I probably shouldn’t have done it, but I couldn’t help myself and gave him a fluttering kiss on the neck when I woke up. His skin always has an addictive salty quality to it and I went in again for another. He stirred enough to let me know that he was aware of what I was doing and I found myself on top of him, grinding my hips against his, silently asking for more. Operating on a level just below consciousness, we managed to get our clothing off so he could slide into me. I stifled a gasp when he filled me and bucked my hips forward, once again pleading for more. We were moving in slow motion; each touch and stroke reverberated into the next as if I was in the midst of an MDMA high but it was the need for silence that heightened everything. It was all sorts of fucked up, but I can’t deny how hot it was to feel his hand on my throat and watch him keep one eye on his sleeping roommate as we fucked. (I did mention a lack of decency, didn’t I?) He broke the trance by murmuring something, but it was too quiet for me to hear. He repeated himself again, moving my shirt up as his way of telling me he was about to cum. Pulling himself out, he came hard but quietly all over my stomach. Afterwards, he went to the bathroom and I took the opportunity to examine his handiwork. He came back to catch me swirling my fingers through it and I held his gaze as I moved my fingers into my mouth and sucked his cum off of them. Maybe it was my imagination, but I swear I saw him shake his head in disbelief.

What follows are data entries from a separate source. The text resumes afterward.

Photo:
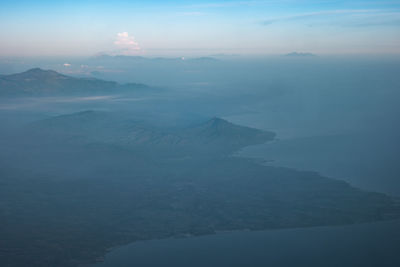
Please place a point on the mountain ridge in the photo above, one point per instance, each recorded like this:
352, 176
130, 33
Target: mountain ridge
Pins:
39, 82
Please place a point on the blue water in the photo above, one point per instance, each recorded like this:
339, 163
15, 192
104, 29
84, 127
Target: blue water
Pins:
373, 244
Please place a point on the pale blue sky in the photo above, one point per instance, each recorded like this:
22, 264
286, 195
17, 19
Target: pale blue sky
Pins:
184, 28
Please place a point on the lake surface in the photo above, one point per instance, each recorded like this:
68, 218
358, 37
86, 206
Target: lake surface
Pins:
372, 244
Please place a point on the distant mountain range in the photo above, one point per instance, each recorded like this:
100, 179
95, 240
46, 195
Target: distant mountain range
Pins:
39, 82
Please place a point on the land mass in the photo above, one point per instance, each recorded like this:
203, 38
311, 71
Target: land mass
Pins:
93, 180
39, 82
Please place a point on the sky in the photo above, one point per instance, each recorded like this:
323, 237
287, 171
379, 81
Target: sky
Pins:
185, 28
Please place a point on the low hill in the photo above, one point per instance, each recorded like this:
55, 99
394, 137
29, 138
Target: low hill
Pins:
38, 82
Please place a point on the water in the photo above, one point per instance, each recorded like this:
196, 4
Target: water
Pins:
373, 244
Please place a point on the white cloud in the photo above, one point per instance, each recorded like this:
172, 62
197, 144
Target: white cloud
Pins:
126, 44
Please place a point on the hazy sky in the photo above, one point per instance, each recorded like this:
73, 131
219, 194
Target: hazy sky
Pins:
184, 28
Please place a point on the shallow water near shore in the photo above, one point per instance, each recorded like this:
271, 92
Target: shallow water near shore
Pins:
370, 244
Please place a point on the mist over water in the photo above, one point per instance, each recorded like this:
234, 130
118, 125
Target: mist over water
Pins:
191, 147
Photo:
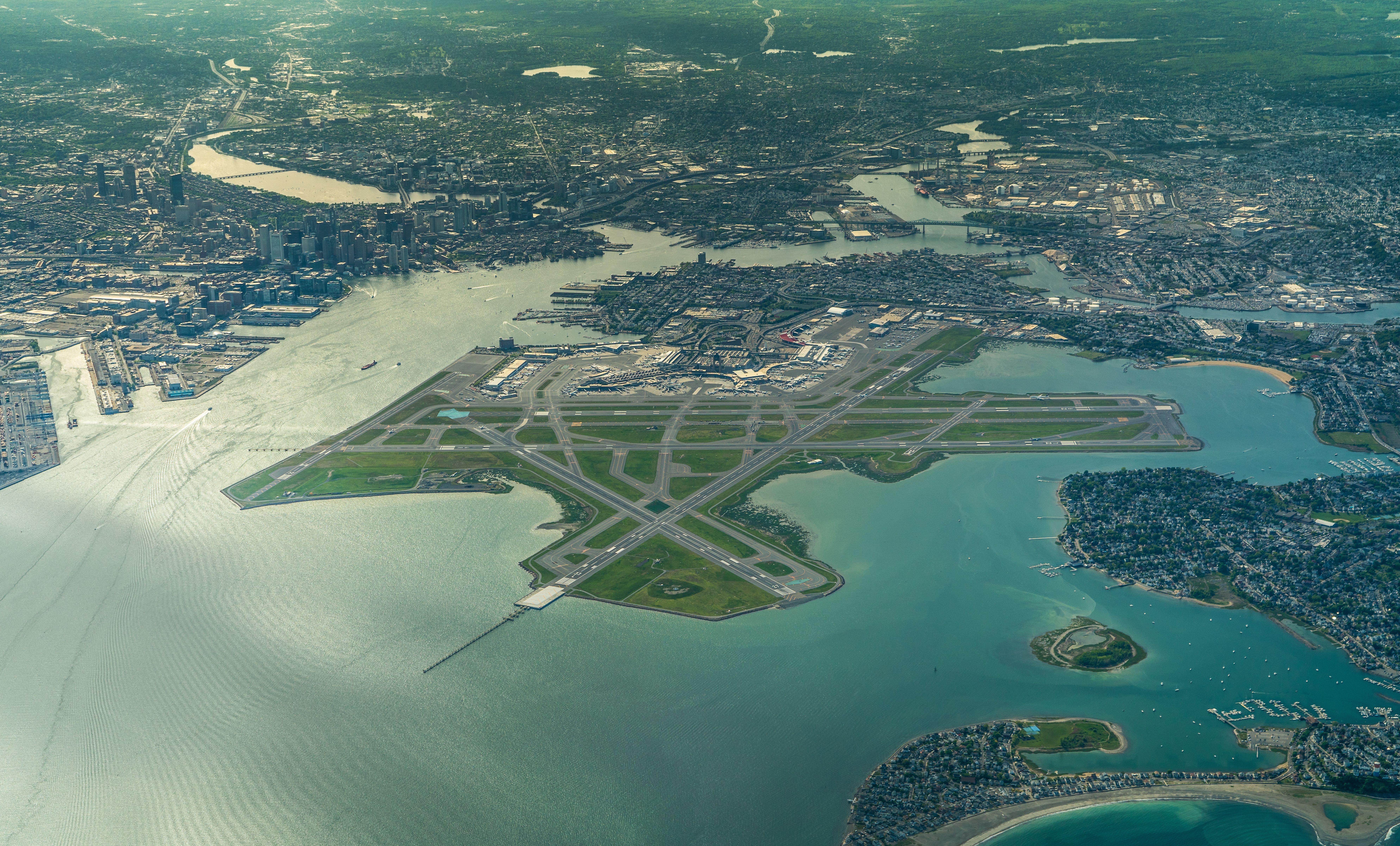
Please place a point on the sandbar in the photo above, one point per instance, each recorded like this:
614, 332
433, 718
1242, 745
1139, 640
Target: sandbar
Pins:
1273, 372
1375, 817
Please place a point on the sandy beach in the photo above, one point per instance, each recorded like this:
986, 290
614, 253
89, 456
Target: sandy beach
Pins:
1273, 372
1374, 817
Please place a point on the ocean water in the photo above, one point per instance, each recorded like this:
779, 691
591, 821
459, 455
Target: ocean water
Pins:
178, 671
1163, 824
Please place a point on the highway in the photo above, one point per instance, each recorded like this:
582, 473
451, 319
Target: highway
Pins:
1084, 417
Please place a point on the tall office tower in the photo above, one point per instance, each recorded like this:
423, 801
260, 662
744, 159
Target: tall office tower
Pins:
463, 216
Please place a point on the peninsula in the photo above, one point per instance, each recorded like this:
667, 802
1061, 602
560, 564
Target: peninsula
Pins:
962, 786
653, 457
1087, 645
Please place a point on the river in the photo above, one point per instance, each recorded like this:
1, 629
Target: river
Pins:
299, 184
181, 671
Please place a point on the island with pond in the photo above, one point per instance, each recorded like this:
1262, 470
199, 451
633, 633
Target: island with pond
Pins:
1087, 645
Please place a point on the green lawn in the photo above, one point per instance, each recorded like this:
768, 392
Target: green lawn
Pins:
407, 438
885, 403
1072, 735
610, 536
436, 418
629, 574
624, 408
950, 340
930, 417
703, 433
855, 432
633, 419
1070, 415
365, 438
766, 435
596, 466
642, 466
320, 478
246, 488
1121, 433
628, 435
1009, 431
1028, 404
418, 407
684, 487
461, 436
703, 530
870, 380
708, 461
537, 435
664, 575
488, 418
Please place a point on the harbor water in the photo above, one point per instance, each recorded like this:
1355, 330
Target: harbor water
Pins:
181, 671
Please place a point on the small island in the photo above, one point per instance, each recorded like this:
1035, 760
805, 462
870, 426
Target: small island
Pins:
1069, 736
1087, 645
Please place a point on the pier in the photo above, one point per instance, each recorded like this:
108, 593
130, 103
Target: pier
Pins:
447, 658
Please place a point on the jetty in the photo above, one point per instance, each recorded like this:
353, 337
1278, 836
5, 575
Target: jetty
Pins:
447, 658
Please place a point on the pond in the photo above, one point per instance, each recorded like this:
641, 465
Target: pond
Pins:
978, 142
1072, 43
307, 187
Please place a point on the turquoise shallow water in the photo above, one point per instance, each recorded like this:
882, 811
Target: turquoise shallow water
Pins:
1163, 824
174, 670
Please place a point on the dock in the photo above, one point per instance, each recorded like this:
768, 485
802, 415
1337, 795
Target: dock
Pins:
447, 658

He handed me a towel to clean up and collapsed next to me. I looked at the time and allowed myself a few more minutes before heading back to reality. Finally, I had to jet and I gave him a silent kiss on the forehead as my farewell. I barely had 15 minutes to pack my bags and get changed before heading to the airport so I skipped the shower. The horror of what we had done didn’t set in until I was sitting in the Uber, smelling very much like his cum and wondering if his roommate had really been asleep.
I haven’t really talked to him since. I’ve contemplated a bit about our dynamic but it’s fairly hard to catch his attention once you’re out of the line of sight. Besides, it’s become alarmingly clear that our personalities don’t really mesh outside of the bedroom. It’s unavoidable that our paths will continue to cross, but there’s no expectation that we’ll pick up where we left off. In the meantime, I’ll continue trying to forget him all over again. Lol…maybe I’ll throw in a few blondes to try and buck the trend. Or cave in and allow the Domme in me to come out for a bit. In any regards, there’s probably a massive hate fuck in my future ;) Until that time comes, I wish you all the best.